New research from NTT DATA reveals that businesses are racing to adopt AI, yet a responsibility gap threatens to undermine progress. More than 80% of executives acknowledge that leadership, governance, and workforce readiness are failing to keep pace with AI advancements—putting investment, security, and public trust at risk.

  • Thursday, 13th February 2025 Posted 1 month ago in by Phil Alsop

The report, The AI Responsibility Gap: Why Leadership is the Missing Link, draws insight from more than 2,300 C-suite leaders and decision-makers across 34 countries, uncovering the urgent need for a leadership-driven mandate to align AI innovation with ethical responsibility.

“The enthusiasm for AI is undeniable, but our findings show that innovation without responsibility is a risk multiplier,” said Abhijit Dubey, Chief Executive Officer, NTT DATA, Inc. “Organizations need leadership-driven AI governance strategies to close this gap—before progress stalls and trust erodes.”

Key Findings: The AI Responsibility Gap is Widening

• Innovation vs. Responsibility is a Boardroom Battle – The C-suite is divided: One-third of executives believe responsibility matters more than innovation, while another third prioritizes innovation over safety; the remaining third rates them equally.

• Regulatory Uncertainty Stifles Growth – More than 80% of leaders say unclear government regulations hinder AI investment and implementation, leading to delayed adoption.

• Security and Ethics Lag Behind AI Ambitions – 89% of C-suite leaders worry about AI security risks, yet only 24% of CISOs believe their organizations have a strong framework to balance AI risk and value creation.

• The Workforce Isn’t Ready – 67% of executives say their employees lack the skills to work effectively with AI, while 72% admit they do not have an AI policy in place to guide responsible use.

• Sustainability Concerns Emerge – 75% of leaders say AI ambitions conflict with corporate sustainability goals, forcing organizations to rethink energy-intensive AI solutions.

The Leadership Mandate: Closing the AI Responsibility Gap

Without decisive action, organizations risk a future where AI advancements outstrip the governance needed to ensure ethical, secure, and effective AI adoption.

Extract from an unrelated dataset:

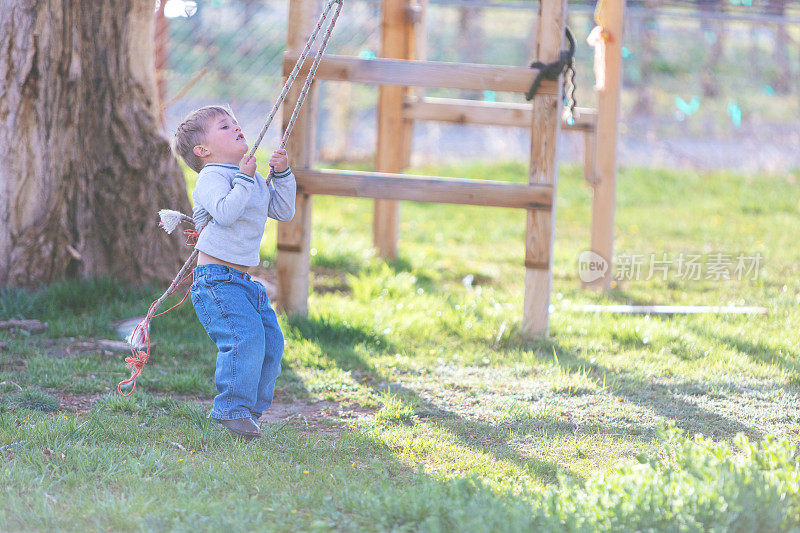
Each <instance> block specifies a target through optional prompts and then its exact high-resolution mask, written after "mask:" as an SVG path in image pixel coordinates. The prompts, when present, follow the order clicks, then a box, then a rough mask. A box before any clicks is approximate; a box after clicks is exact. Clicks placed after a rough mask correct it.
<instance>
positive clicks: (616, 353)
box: [0, 163, 800, 531]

Leaders must address:

1. Responsible by Design Principles – AI, including GenAI, must be built responsibly from the ground up and end-to-end, integrating security, compliance, and transparency into development from day one.

2. A Governance Imperative – Leaders must go beyond legal requirements and meet AI ethical and social standards using a systematic approach.

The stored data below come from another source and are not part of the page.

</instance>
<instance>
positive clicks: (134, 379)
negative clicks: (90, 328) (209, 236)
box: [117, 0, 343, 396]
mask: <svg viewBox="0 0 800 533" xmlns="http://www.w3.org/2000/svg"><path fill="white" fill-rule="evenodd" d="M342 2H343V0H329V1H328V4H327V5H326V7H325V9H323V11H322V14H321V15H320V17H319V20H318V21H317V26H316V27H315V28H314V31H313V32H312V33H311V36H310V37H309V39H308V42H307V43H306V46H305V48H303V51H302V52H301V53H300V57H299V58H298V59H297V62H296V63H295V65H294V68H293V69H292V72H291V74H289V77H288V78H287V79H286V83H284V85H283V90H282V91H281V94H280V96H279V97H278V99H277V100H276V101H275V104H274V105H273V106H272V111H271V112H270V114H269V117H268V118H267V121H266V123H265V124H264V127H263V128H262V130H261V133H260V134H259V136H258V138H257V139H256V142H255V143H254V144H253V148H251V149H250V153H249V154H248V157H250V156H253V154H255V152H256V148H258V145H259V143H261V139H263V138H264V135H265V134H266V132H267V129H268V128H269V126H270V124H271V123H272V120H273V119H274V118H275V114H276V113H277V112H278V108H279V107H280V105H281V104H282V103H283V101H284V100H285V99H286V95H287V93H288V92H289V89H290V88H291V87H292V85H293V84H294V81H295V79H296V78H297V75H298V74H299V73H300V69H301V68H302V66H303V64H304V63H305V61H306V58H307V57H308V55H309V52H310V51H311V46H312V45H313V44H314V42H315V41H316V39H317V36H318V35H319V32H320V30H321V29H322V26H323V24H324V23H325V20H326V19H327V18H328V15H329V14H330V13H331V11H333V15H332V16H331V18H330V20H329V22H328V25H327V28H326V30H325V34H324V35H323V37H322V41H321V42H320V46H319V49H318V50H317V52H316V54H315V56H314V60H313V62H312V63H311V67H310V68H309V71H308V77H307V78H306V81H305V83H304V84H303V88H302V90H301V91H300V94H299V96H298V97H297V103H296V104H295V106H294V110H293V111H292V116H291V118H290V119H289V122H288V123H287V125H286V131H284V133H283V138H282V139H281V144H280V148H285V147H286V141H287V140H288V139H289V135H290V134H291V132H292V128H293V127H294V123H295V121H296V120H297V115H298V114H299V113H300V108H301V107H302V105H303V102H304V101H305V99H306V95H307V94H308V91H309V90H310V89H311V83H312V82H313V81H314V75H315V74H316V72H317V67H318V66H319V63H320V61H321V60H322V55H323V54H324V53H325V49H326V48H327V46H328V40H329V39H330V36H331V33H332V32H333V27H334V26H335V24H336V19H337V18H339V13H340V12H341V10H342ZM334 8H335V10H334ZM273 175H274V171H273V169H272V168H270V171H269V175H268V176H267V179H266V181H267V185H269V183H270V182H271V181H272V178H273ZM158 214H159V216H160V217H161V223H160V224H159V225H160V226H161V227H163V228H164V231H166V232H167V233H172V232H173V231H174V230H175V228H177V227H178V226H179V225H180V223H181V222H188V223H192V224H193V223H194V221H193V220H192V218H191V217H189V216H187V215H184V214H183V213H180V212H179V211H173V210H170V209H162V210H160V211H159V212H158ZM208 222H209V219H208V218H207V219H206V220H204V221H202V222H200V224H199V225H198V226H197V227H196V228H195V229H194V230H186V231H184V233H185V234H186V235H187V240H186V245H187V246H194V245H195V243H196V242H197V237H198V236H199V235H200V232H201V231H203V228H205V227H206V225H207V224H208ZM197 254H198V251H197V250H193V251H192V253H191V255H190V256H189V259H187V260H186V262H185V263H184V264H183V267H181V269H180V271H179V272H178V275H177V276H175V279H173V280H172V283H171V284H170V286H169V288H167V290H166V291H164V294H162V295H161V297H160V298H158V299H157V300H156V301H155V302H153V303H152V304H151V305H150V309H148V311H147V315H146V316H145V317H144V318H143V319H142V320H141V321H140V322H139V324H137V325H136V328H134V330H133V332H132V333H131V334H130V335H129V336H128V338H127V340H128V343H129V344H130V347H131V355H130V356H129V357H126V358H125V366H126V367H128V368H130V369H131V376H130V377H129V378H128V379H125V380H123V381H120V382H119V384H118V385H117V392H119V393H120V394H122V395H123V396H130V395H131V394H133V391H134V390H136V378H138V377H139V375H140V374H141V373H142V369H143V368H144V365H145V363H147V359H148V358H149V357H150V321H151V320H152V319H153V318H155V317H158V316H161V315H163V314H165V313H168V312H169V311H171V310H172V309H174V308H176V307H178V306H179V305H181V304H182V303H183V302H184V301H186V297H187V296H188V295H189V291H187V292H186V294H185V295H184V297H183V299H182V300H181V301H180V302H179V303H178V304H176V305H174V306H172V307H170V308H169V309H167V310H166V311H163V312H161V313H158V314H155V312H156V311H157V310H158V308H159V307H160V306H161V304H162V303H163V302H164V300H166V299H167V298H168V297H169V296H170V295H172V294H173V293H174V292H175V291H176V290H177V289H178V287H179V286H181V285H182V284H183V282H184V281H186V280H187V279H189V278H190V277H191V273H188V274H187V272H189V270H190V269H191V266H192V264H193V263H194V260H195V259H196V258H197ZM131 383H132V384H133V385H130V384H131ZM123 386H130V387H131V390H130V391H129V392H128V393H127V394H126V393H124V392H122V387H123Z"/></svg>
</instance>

3. Workforce Readiness – Organizations must upskill employees to work alongside AI and ensure teams understand AI’s risks and opportunities.

4. Global Collaboration on AI Policy – Businesses, regulators, and industry leaders must come together to create clearer, actionable AI governance frameworks and establish global AI standards.

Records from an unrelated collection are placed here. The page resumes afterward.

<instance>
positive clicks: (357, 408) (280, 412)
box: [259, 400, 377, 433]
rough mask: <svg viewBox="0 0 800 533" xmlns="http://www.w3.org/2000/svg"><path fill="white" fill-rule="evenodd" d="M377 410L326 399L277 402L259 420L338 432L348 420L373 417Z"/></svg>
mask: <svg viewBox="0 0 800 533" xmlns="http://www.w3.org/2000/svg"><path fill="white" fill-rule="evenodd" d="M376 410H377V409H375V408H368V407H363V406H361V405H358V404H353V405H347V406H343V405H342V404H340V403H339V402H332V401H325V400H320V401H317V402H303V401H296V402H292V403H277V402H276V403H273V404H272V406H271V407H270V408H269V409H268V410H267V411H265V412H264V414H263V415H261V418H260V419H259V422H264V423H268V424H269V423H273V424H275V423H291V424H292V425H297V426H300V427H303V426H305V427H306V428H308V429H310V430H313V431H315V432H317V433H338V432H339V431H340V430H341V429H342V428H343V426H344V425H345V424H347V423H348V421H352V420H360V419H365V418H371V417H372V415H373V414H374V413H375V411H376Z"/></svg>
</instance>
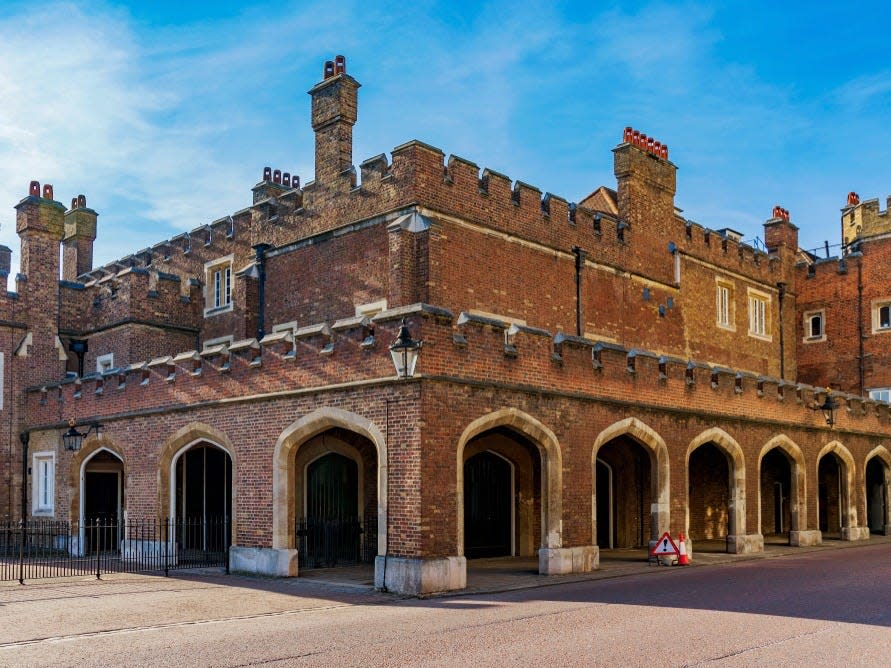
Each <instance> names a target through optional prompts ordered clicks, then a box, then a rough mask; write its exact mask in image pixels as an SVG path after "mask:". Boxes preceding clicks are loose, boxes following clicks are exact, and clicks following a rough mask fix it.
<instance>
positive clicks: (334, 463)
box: [306, 452, 359, 520]
mask: <svg viewBox="0 0 891 668" xmlns="http://www.w3.org/2000/svg"><path fill="white" fill-rule="evenodd" d="M306 481H307V484H306V515H307V517H312V518H315V519H323V520H335V519H345V518H357V516H358V514H359V510H358V509H359V467H358V465H357V464H356V462H354V461H353V460H352V459H350V458H349V457H344V456H343V455H339V454H337V453H334V452H332V453H331V454H328V455H325V456H323V457H319V458H318V459H316V460H315V461H314V462H312V463H311V464H310V465H309V467H308V469H307V471H306Z"/></svg>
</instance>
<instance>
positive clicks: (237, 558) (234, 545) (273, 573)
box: [229, 545, 297, 578]
mask: <svg viewBox="0 0 891 668" xmlns="http://www.w3.org/2000/svg"><path fill="white" fill-rule="evenodd" d="M229 568H230V569H231V570H232V572H233V573H251V574H252V575H274V576H276V577H286V578H292V577H296V576H297V550H289V549H285V548H272V547H238V546H237V545H233V546H232V547H230V548H229Z"/></svg>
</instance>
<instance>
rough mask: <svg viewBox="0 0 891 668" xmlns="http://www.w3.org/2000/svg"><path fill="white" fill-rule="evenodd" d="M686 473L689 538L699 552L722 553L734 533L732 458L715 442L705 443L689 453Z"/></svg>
mask: <svg viewBox="0 0 891 668" xmlns="http://www.w3.org/2000/svg"><path fill="white" fill-rule="evenodd" d="M687 471H688V476H689V477H688V489H687V492H688V497H687V498H688V499H689V505H688V519H687V532H688V536H689V538H690V539H691V540H692V541H693V543H694V545H696V548H697V549H698V550H699V551H700V552H703V551H720V552H723V551H725V550H726V549H727V536H728V535H731V532H732V531H733V530H734V528H733V527H732V526H731V517H732V513H731V507H730V500H731V498H732V497H731V495H732V482H731V481H732V478H731V462H730V458H729V456H728V455H727V454H726V453H725V452H724V451H723V450H722V449H720V448H719V447H718V446H717V445H715V444H714V443H712V442H708V443H704V444H702V445H700V446H698V447H697V448H696V449H695V450H693V451H692V452H691V453H690V457H689V459H688V461H687Z"/></svg>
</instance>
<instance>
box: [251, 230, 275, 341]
mask: <svg viewBox="0 0 891 668" xmlns="http://www.w3.org/2000/svg"><path fill="white" fill-rule="evenodd" d="M251 248H253V249H254V252H255V253H256V254H257V255H256V260H255V264H254V268H255V269H256V278H257V283H258V286H257V288H258V290H257V300H258V302H259V303H258V304H257V341H259V340H260V339H262V338H263V337H264V336H265V335H266V326H265V321H266V251H268V250H269V249H270V248H272V244H264V243H260V244H255V245H253V246H251Z"/></svg>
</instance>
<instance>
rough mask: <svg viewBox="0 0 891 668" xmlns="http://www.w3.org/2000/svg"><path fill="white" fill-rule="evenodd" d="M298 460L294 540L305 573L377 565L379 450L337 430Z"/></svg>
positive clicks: (299, 564)
mask: <svg viewBox="0 0 891 668" xmlns="http://www.w3.org/2000/svg"><path fill="white" fill-rule="evenodd" d="M293 457H294V471H295V477H294V485H295V489H294V496H293V498H294V504H295V508H294V518H295V524H294V537H295V545H296V547H297V550H298V553H297V557H298V564H299V566H300V567H301V568H330V567H334V566H345V565H352V564H358V563H374V559H375V557H376V556H377V553H378V549H377V548H378V498H377V483H376V481H377V470H378V461H377V449H376V448H375V446H374V443H372V442H371V441H370V440H369V439H368V438H367V437H365V436H363V435H361V434H357V433H356V432H353V431H349V430H347V429H343V428H341V427H334V428H331V429H328V430H326V431H323V432H322V433H320V434H316V435H315V436H313V437H312V438H310V439H309V440H307V441H306V442H305V443H303V444H301V445H300V446H299V447H298V448H297V450H296V452H295V454H294V455H293Z"/></svg>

"AI’s trajectory is clear—its impact will only grow. But without decisive leadership, we risk a future where innovation outpaces responsibility, creating security gaps, ethical blind spots, and missed opportunities,” closed Dubey. “The business community must act now. By embedding responsibility into AI’s foundation—through design, governance, workforce readiness, and ethical frameworks—we unlock AI’s full potential while ensuring it serves businesses, employees, and society at large equally.”